Nicholas_Wickman · February 5, 2018, 6:08pm

Do you know how I can use that in conjunction with the dataloader to get a batch of masks?

mderakhshani · February 5, 2018, 6:53pm

It is so simple.You can just add your snippet to the getitem function in the dataloader. It will bachify for you!

7029279 · April 20, 2020, 3:56pm

I tried to use annToMask like this below. I modified my model that originally used VOC Pascal dataset. Now I am using COCO 2014.

def __getitem__(self, index):
    raw_img, anno_class_img = self.pull_item(index)
    return raw_img, anno_class_img

def pull_item(self, index):
    coco = self.coco
    img = coco.loadImgs(self.id_list[index])[0]
    image_file_path = "./{}2014-2/{}".format(self.phase, img["file_name"])
    raw_img = Image.open(image_file_path)
    raw_img = raw_img.convert('RGB')   

    cat_ids = coco.getCatIds() 
    anns_ids = coco.getAnnIds(imgIds=img['id'], catIds=cat_ids, iscrowd=None)
    anns = coco.loadAnns(anns_ids)
    
    mask = coco.annToMask(anns[0])
    for i in range(len(anns)):
        mask += coco.annToMask(anns[i])
    anns_img = Image.fromarray(mask)
        
    raw_img = self.transform(raw_img)
    anns_img = self.transform(anns_img)
    return raw_img, anns_img

Below is parts of my training function

for images, labels in dataloaders_dict[phase]:
                if images.size()[0] == 1:
                    continue
                images = images.to(device)
                labels = torch.squeeze(labels)
                labels = labels.to(device)
                if (phase == 'train') and (count == 0):
                    optimizer.step()
                    optimizer.zero_grad()
             
                with torch.set_grad_enabled(phase == 'train'):
                    outputs = net(images)
                    loss = criterion(outputs, labels.long())

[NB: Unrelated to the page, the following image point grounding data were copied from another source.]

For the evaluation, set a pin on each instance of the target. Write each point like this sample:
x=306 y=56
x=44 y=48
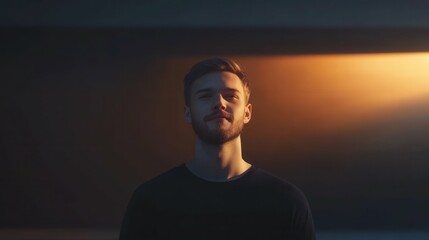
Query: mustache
x=218 y=114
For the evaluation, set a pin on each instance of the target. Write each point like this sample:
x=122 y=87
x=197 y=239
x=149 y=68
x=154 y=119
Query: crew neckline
x=242 y=176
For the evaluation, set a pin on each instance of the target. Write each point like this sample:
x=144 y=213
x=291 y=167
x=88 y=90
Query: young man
x=217 y=194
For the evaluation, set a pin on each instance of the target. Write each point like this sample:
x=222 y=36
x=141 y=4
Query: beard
x=218 y=135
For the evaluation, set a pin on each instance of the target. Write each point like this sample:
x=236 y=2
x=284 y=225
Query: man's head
x=217 y=100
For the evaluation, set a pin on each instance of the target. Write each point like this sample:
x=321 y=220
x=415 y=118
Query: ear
x=187 y=114
x=247 y=113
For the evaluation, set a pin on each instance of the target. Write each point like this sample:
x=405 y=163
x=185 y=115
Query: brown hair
x=216 y=64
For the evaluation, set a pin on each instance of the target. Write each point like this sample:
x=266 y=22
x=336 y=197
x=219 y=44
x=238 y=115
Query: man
x=217 y=194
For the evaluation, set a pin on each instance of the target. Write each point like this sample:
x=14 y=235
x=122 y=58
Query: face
x=218 y=108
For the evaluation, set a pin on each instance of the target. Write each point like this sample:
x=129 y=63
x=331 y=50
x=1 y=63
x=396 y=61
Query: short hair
x=210 y=65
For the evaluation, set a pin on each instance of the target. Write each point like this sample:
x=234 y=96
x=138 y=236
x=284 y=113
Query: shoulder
x=279 y=185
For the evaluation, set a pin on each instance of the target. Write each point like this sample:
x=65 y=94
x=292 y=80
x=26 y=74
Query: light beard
x=217 y=136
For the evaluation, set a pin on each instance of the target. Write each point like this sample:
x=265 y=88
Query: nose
x=219 y=103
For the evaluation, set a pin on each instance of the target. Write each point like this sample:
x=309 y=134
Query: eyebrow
x=211 y=90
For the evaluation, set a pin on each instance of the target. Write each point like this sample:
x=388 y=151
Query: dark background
x=91 y=106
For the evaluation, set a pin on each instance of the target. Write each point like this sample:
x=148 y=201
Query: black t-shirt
x=179 y=205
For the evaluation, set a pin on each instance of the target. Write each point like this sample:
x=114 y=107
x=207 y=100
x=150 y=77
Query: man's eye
x=232 y=96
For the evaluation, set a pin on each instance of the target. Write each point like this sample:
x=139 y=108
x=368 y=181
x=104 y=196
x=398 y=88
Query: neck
x=218 y=162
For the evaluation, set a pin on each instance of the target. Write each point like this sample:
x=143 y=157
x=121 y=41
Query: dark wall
x=88 y=114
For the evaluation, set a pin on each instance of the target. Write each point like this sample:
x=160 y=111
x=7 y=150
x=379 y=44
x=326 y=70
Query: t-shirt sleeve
x=138 y=222
x=302 y=227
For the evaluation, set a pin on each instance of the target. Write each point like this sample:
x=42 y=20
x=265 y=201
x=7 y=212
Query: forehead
x=218 y=81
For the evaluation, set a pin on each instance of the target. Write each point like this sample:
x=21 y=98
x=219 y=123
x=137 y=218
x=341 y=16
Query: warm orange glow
x=318 y=93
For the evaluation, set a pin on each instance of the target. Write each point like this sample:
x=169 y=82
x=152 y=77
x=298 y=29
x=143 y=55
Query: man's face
x=218 y=108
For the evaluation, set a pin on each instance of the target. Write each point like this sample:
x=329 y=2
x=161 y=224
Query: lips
x=217 y=116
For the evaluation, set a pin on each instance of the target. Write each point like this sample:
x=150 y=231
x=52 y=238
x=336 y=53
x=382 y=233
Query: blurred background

But this is not working as the loss is way too low and when I do inference on test pictures, it classify all pixels as black, which I guess is non-object or background. I have no idea what to do. Any suggestion?
|| Loss: 0.2654 || 10iter: 45.0074 sec.
|| Loss: 0.0304 || 10iter: 34.7093 sec.
|| Loss: 0.0018 || 10iter: 53.4208 sec.
|| Loss: 0.0001 || 10iter: 34.5700 sec.


        for category in anns:
            seg_rle = category['segmentation']
            tmp = decode(frPyObjects(seg_rle, raw_img.size[1], raw_img.size[0]))
            if tmp.ndim == 3:
                tmp = np.sum(tmp, axis=2, dtype=np.uint8)
            category['segmentation'] = tmp
        for category in anns:
            pilImg = Image.fromarray(category['segmentation'])
            anns_img = pilImg.resize((raw_img.size[1], raw_img.size[0]), resample=Image.NEAREST)

I tried this variation for my dataloader but with no luck,